At the same time international export markets; such as China, Russia, the United States, and Britain, have all showed large increases in demand. While some of the highly regarded, and better known grower/producers became established in the export Champagne marketplace, a natural and obvious occurrence has happened. The major Champagne houses have run short of supply of grapes. This is a dilemma, because only wines made from the Champagne region of France have the legal right to call themselves Champagne.

On March 14, 2008, the INAO (The Institut National des Appellations d'Origine)
the governing council for all A.O.C.'s (Appellation of Control) in France, approved an expansion of the region to neighboring villages. There is hot contention over which villages should be included in the expansion, for many reasons, but the largest reason is there is a lot of money at stake. For those land holders in the two zones, Zone de l'Elaboration and Zone de Production slotted to become part of the Champagne region; there is a financial gain of, in some cases up to 200 times the previous value of their land. For those areas nearby that are not selected, this is something worth fighting for.
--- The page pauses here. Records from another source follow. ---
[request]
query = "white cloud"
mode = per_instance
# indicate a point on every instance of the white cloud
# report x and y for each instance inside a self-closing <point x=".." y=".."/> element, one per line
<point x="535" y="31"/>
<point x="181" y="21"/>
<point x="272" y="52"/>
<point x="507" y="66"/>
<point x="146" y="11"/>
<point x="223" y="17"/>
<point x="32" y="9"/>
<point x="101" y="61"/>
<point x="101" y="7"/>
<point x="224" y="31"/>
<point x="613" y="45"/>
Champagne, a region that has championed the concept of terroir, the combination of elements including soil, wind, sun, elevation, etc... that make a specific place unique, now has to explain the elements being similar in regions that were not within the borders of the Champagne previously. The INAO spent two years of research with a team that included a geologist, historian, geographer, agronomist, and a phytosociologist (Study of species of plant communities), to make their recommendations. Regional expert Tom Stevenson states in Wine Report 2009,

"There is now only one get-out clause available to the champenois: to demonstrate transparently that all proposed new vineyards are superior to the average-(not lowest-) level vineyards currently classified. All this can be achieved by the experts with little more than the data accumulated by Champagne's five-year zonage project. Classifying only superior land makes an infallible argument, because to deny such an expansion would be to condemn Champagne to an intrinsically inferior future potential. However, to set out the parameters of vineyard quality and to demonstrate their application transparently will inevitably result in the declassification of some of the poorest currently classified AOC land. This would entail scrapping the Echelle des Crus, which is nothing more than a defunct, politically biased shopping list, and replacing it with a Cote d'Or-style parcel by parcel classification, which Champagne deserves."

If Champagne heeds the advice of Mr. Stevenson, the region would actually shrink 12,000 hectares. So, with a booming export market, and a grower/ producer population that started as a trickle, and now represents approximately 4,000 of the 15,000 growers of Champagne; the politics, prices, marketing campaigns, and availability of product from this region will be of great interest.